Дважды Витте по вечерам приглашал меня к себе. Он угощал меня сигарой. Помню, я взвешивал: взять ее как знак своей расположенности и готовности к совместной работе или отказаться (поскольку я уже давно бросил курить), и я от сигары отказался. Он закрыл коробку с сигарами и апатичным от усталости голосом стал жаловаться на крайнюю несговорчивость японцев. И потребовал от меня аргументов, политических, юридических, исторических аргументов, которыми мы могли бы в случае возможного при соответствующих условиях мирного договора мотивировать свое несогласие с требованиями японцев выдать им русские военные корабли, укрывшиеся в нейтральных гаванях.

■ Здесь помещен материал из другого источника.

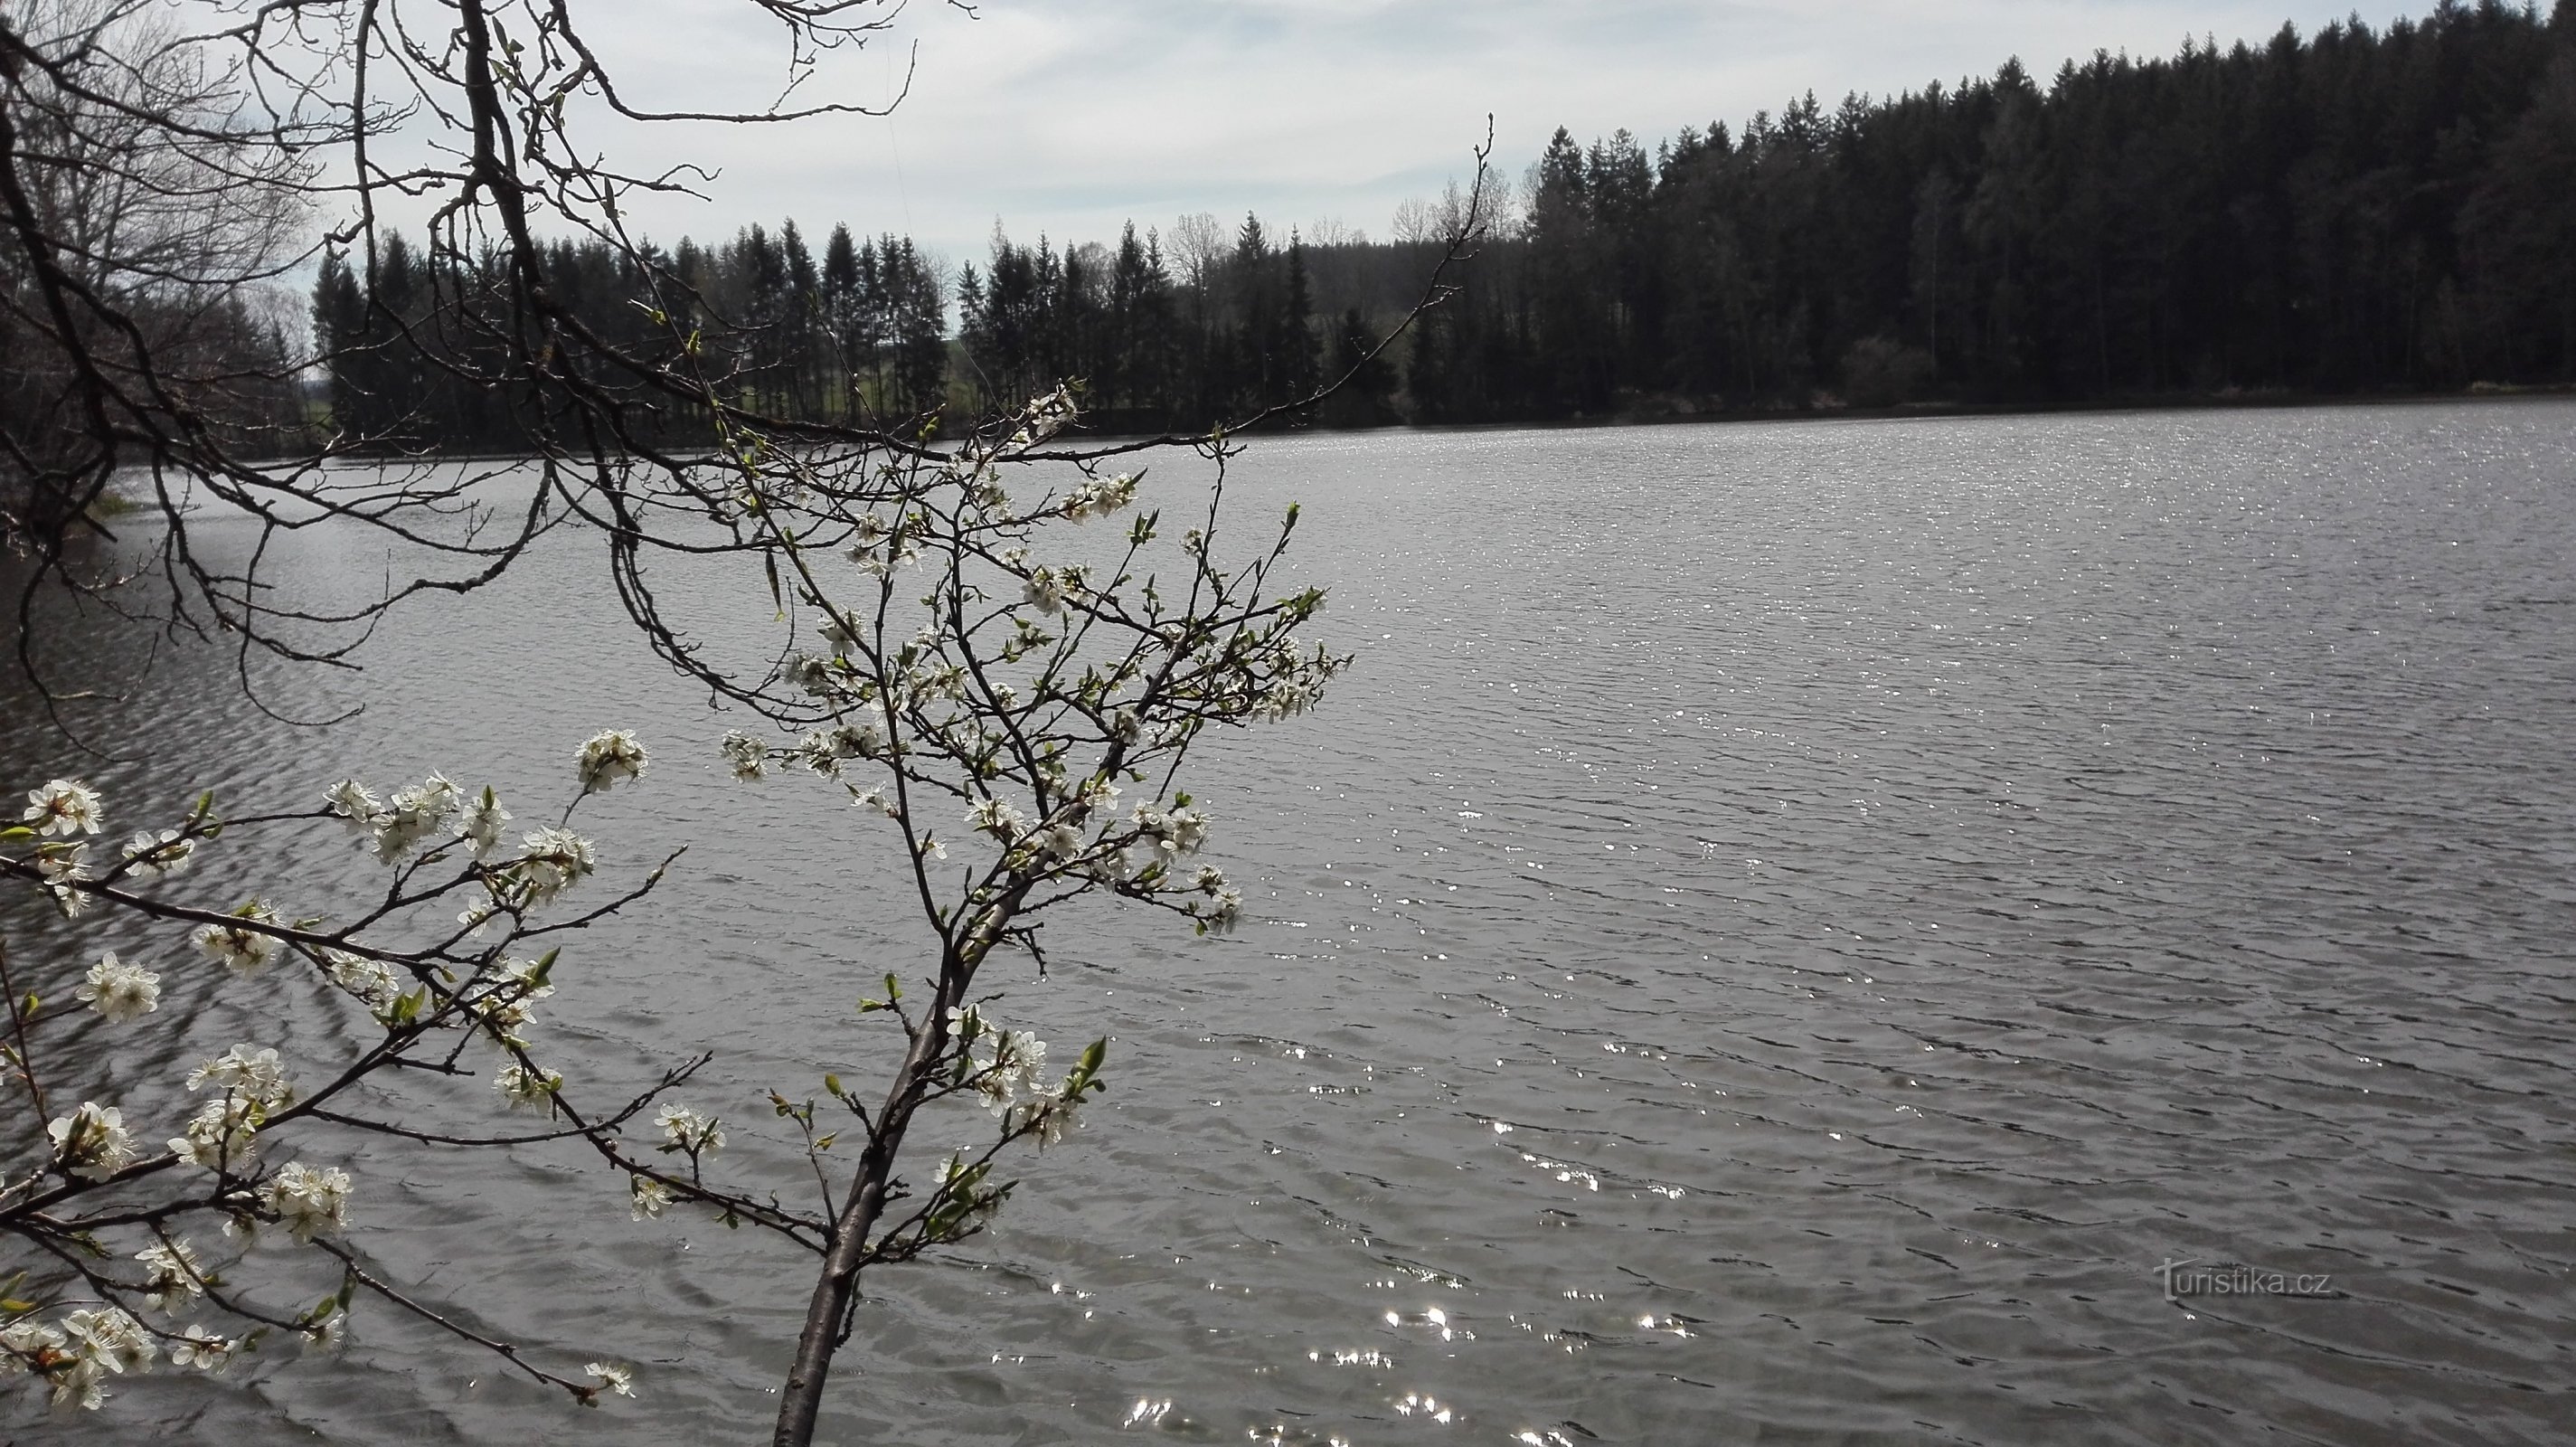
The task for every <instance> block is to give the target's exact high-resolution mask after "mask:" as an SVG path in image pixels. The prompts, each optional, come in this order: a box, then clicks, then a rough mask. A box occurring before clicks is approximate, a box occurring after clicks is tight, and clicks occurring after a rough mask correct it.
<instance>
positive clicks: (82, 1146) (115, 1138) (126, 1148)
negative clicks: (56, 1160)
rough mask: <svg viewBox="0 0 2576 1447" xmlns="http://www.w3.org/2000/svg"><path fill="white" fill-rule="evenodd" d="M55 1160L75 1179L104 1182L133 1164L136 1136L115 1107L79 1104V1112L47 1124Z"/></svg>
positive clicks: (47, 1134)
mask: <svg viewBox="0 0 2576 1447" xmlns="http://www.w3.org/2000/svg"><path fill="white" fill-rule="evenodd" d="M44 1133H46V1135H49V1138H52V1141H54V1159H57V1161H62V1169H67V1172H72V1174H75V1177H82V1179H93V1182H103V1179H108V1177H113V1174H116V1172H121V1169H126V1166H131V1164H134V1156H137V1151H134V1133H131V1130H126V1115H124V1112H121V1110H116V1107H113V1105H106V1107H100V1105H98V1102H90V1099H85V1102H80V1110H75V1112H72V1115H62V1117H57V1120H52V1123H46V1128H44Z"/></svg>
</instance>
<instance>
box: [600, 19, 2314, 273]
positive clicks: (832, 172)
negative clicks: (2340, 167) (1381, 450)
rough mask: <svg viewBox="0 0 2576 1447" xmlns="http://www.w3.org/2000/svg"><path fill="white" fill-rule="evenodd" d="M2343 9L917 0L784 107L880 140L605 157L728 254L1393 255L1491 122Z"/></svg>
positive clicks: (746, 90)
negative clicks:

Я отказался от сигары Витте, но это не было знаком отказа от совместной работы. Само собой понятно, я ответил ему совершенно лояльно и очень сосредоточенно. Десять минут я говорил о своей точке зрения на общую тактику обращения с Японией. Он слушал меня и сопел, иногда в уголках его глаз мелькало согласие. Потом я перечислил ему всевозможные аргументы: нормы военно-морского права, которые можно было бы истолковать как обоснование для нашего отказа, слабые места возможности противоположного истолкования, точки зрения теоретиков, подходящие казусы в других соглашениях и в практике Гаагского арбитража. Я исчерпал все, что в этом вопросе можно было бы использовать, и изложил ему в простой и обобщенной системе. Слушая мои пояснения, он делал пометки в блокноте. Когда я закончил, он выпятил нижнюю губу, подумал и заговорил (и я надеялся, что ну вот сейчас он все-таки заведет разговор о моем дурацком положении):
— Федор Федорович, ваше объяснение дает мне некоторую надежду. Больше я вас сейчас не задерживаю.

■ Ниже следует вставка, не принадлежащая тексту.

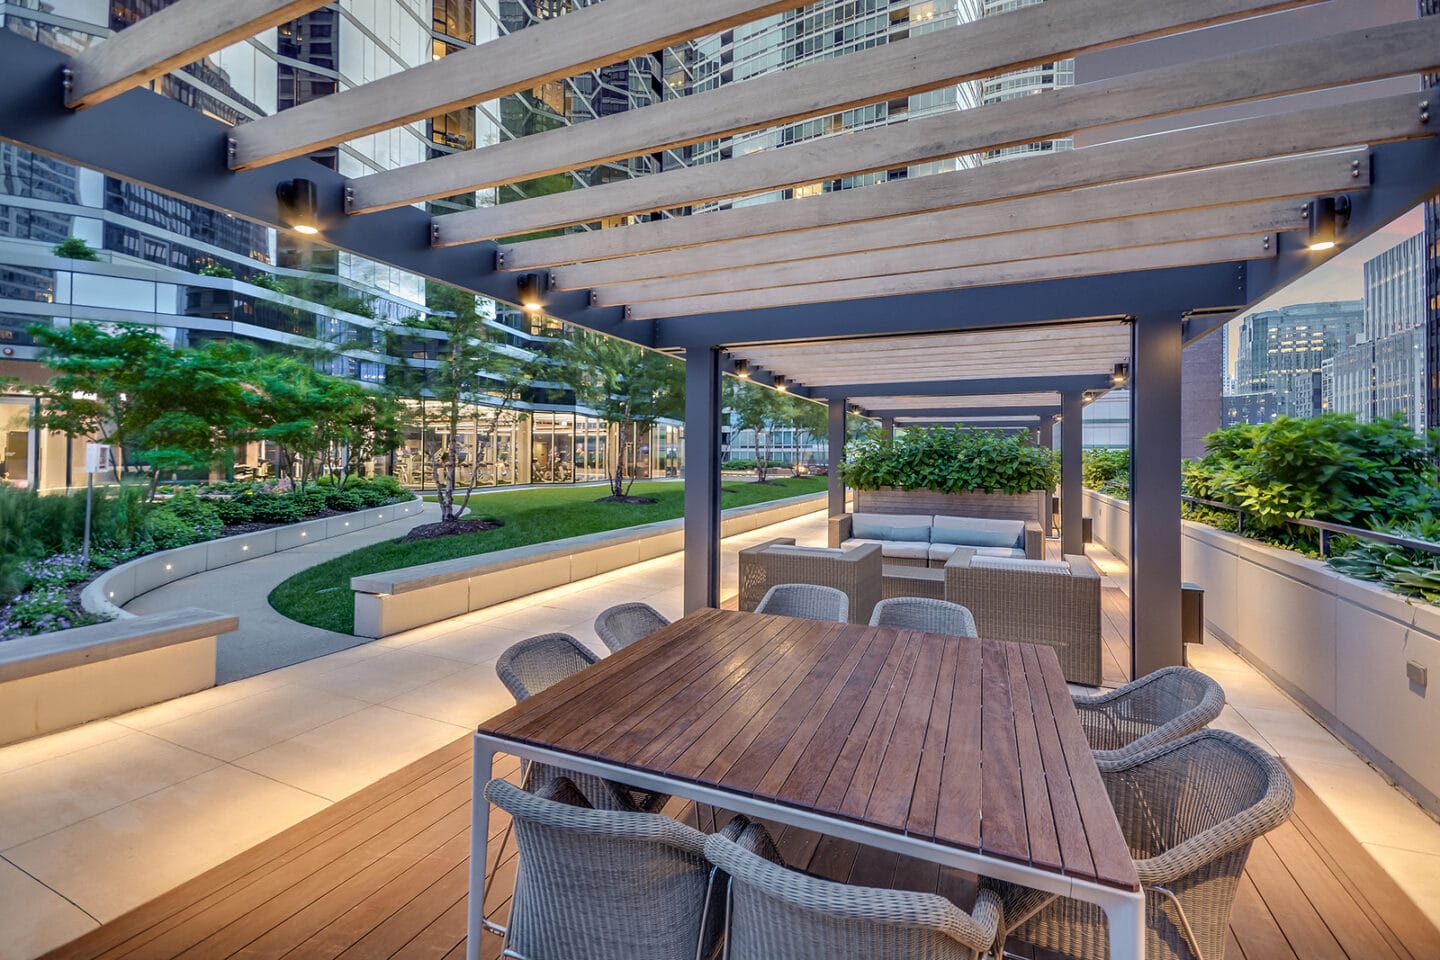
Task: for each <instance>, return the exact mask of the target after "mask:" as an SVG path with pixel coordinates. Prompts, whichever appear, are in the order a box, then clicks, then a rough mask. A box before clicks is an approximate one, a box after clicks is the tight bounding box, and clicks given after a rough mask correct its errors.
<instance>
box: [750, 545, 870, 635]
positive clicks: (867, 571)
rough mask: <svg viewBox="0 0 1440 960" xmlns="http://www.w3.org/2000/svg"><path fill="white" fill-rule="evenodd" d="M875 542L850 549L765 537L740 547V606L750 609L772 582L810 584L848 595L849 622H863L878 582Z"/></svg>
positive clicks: (857, 622) (869, 610)
mask: <svg viewBox="0 0 1440 960" xmlns="http://www.w3.org/2000/svg"><path fill="white" fill-rule="evenodd" d="M881 566H883V564H881V557H880V544H863V545H860V547H854V548H851V550H829V548H822V547H796V545H795V540H793V538H778V540H766V541H765V543H759V544H755V545H753V547H746V548H744V550H742V551H740V609H742V610H753V609H755V607H756V606H759V603H760V600H762V599H763V597H765V594H766V593H768V592H769V590H770V587H773V586H775V584H776V583H814V584H818V586H822V587H835V589H837V590H840V592H841V593H844V594H845V596H847V597H850V619H851V622H852V623H867V622H868V620H870V610H871V609H873V607H874V606H876V603H877V602H878V600H880V589H881V584H883V570H881Z"/></svg>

Кати, ты понимаешь, гордость не позволила мне самому затронуть мой вопрос. И еще мне казалось, что рядом с его проблемой моя, ну, непропорциональна, что ли. Во всяком случае, в тот момент, когда я желал ему спокойной ночи, вместо того чтобы начать разговор о себе.

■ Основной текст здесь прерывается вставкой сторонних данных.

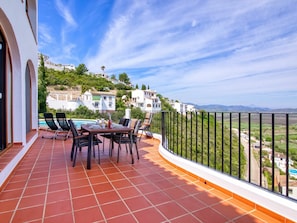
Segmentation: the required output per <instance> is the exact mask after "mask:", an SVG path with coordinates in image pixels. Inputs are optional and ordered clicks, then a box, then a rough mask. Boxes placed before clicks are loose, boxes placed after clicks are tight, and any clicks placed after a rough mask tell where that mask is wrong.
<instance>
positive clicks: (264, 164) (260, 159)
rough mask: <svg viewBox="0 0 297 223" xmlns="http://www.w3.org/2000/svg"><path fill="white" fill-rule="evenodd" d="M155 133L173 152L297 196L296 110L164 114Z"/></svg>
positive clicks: (257, 182)
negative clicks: (157, 134) (158, 136)
mask: <svg viewBox="0 0 297 223" xmlns="http://www.w3.org/2000/svg"><path fill="white" fill-rule="evenodd" d="M151 131H152V132H155V133H160V134H161V136H162V145H163V147H164V148H165V149H167V150H168V151H170V152H171V153H174V154H176V155H178V156H180V157H183V158H185V159H188V160H191V161H193V162H197V163H199V164H202V165H204V166H207V167H210V168H213V169H214V170H216V171H220V172H221V173H222V174H227V175H229V176H232V177H235V178H237V179H238V180H242V181H246V182H248V183H251V184H254V185H257V186H259V187H261V188H264V189H265V190H268V191H271V192H273V193H278V194H281V195H283V196H285V197H287V198H289V199H293V200H297V189H296V188H297V186H296V185H297V114H295V113H286V114H284V113H244V112H187V113H183V114H180V113H178V112H161V113H158V114H155V115H154V118H153V122H152V127H151ZM294 185H295V186H294Z"/></svg>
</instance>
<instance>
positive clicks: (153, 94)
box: [131, 89, 162, 113]
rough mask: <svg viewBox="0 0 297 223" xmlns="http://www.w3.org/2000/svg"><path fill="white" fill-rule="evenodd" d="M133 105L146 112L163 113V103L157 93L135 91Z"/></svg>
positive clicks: (132, 100) (141, 90)
mask: <svg viewBox="0 0 297 223" xmlns="http://www.w3.org/2000/svg"><path fill="white" fill-rule="evenodd" d="M131 105H132V106H134V107H138V108H140V109H141V110H142V111H144V112H151V113H156V112H160V111H161V109H162V108H161V101H160V99H159V97H158V96H157V93H156V91H152V90H139V89H136V90H133V91H132V100H131Z"/></svg>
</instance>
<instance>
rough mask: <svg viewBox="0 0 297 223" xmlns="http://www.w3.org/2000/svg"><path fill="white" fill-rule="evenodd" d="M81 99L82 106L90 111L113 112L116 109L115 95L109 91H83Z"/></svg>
mask: <svg viewBox="0 0 297 223" xmlns="http://www.w3.org/2000/svg"><path fill="white" fill-rule="evenodd" d="M81 101H82V103H83V105H84V106H86V107H88V109H90V110H92V111H99V112H100V113H102V112H103V113H104V112H114V111H115V109H116V106H115V105H116V96H115V94H114V93H111V92H101V91H100V92H92V91H87V92H85V93H84V94H83V95H82V97H81Z"/></svg>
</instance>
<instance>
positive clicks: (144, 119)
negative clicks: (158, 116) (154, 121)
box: [139, 112, 153, 141]
mask: <svg viewBox="0 0 297 223" xmlns="http://www.w3.org/2000/svg"><path fill="white" fill-rule="evenodd" d="M152 119H153V113H149V112H147V113H146V114H145V118H144V120H143V123H142V125H141V127H140V128H139V130H140V131H141V134H140V137H139V141H140V140H141V137H142V135H143V133H145V135H146V136H147V137H152V136H153V134H152V133H151V131H150V127H151V123H152Z"/></svg>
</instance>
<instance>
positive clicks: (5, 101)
mask: <svg viewBox="0 0 297 223" xmlns="http://www.w3.org/2000/svg"><path fill="white" fill-rule="evenodd" d="M5 49H6V46H5V41H4V37H3V35H2V33H1V30H0V151H1V150H3V149H5V148H6V144H7V142H6V95H5V88H6V86H5V83H6V75H5V64H6V61H5V58H6V57H5V55H6V50H5Z"/></svg>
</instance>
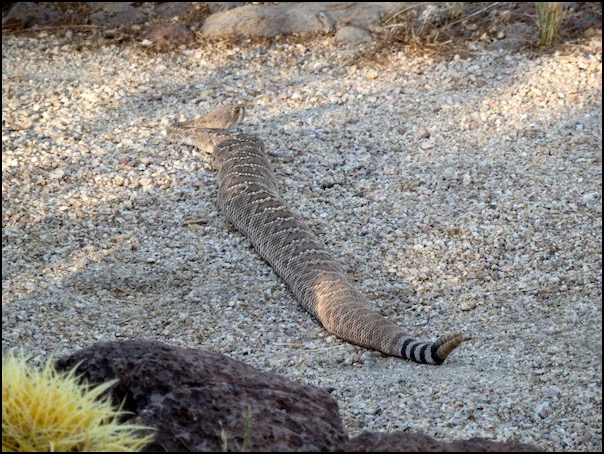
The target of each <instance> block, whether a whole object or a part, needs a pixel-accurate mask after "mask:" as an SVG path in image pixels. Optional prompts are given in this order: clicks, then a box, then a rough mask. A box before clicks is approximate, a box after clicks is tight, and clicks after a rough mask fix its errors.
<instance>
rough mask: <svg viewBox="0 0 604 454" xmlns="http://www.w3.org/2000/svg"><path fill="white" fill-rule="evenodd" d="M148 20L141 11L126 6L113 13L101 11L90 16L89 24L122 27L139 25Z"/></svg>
mask: <svg viewBox="0 0 604 454" xmlns="http://www.w3.org/2000/svg"><path fill="white" fill-rule="evenodd" d="M147 20H148V18H147V15H146V14H145V13H143V12H142V11H140V10H138V9H136V8H134V7H132V6H128V7H127V8H122V9H118V10H113V11H106V10H101V11H98V12H96V13H92V14H91V15H90V22H91V23H92V24H94V25H101V26H103V27H110V28H113V27H121V26H124V25H135V24H137V25H140V24H144V23H145V22H147Z"/></svg>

После страшно длинной, убийственно знойной недели стыда и унижения Витте снова позвал меня к себе. На этот раз ему нужны были аргументы, чтобы не соглашаться на требуемые Японией контрибуции. Он получил от меня и эти аргументы. Кончив делать пометки, он сказал, что в вопросе о выдаче кораблей со стороны японцев действительно заметны признаки уступок, поблагодарил меня за разъяснение по поводу контрибуции и пожелал мне спокойной ночи. Опять я не смог превозмочь себя и коснуться своего статуса. Опять я объяснил себе его необъяснимое, нечеловеческое молчание по этому вопросу усталостью, перенапряжением, сосредоточенностью на слишком важных вопросах. Однако на следующий день сосуд моего долготерпения лопнул.
Утром я опять смотрел из окна своего номера на клубы дыма отъезжавших с делегацией автомобилей, а днем промучился, потея от отвратительной духоты и избегая наседавших журналистов. Потому что интерес газетных негров ко мне за неделю нисколько не улегся. Они знали, что я был the outcast one [171], и уже поэтому пытались выжать из меня сенсационные заявления. И вдруг подавленность от разочарования, усталости, от моей смехотворности и абсурдной ненужности сплавилась в такой тошнотворный комок, что я уже не мог с этим справиться. Кати, может быть, я все-таки надеялся — да, должно быть, внутренне я надеялся, что смогу тем самым напомнить Витте, насколько смехотворно мое положение, не знаю… Часов в пять, когда делегаты возвратились в отель, я пошел в апартаменты главы делегации:
— Сергей Юльевич, мне кажется, что здесь я не могу оказать России никаких услуг. Прошу у вас разрешения уехать. Вернуться домой.
Он посмотрел на меня отсутствующим взглядом:
— Наверно, вы правы. Возвращайтесь.
Кати, не скрою, я был окончательно убит. Я побросал вещи в чемодан, впервые в жизни побросал вещи в чемодан, заказал железнодорожный билет до Нью-Йорка и через отель «Шербург» на пароход.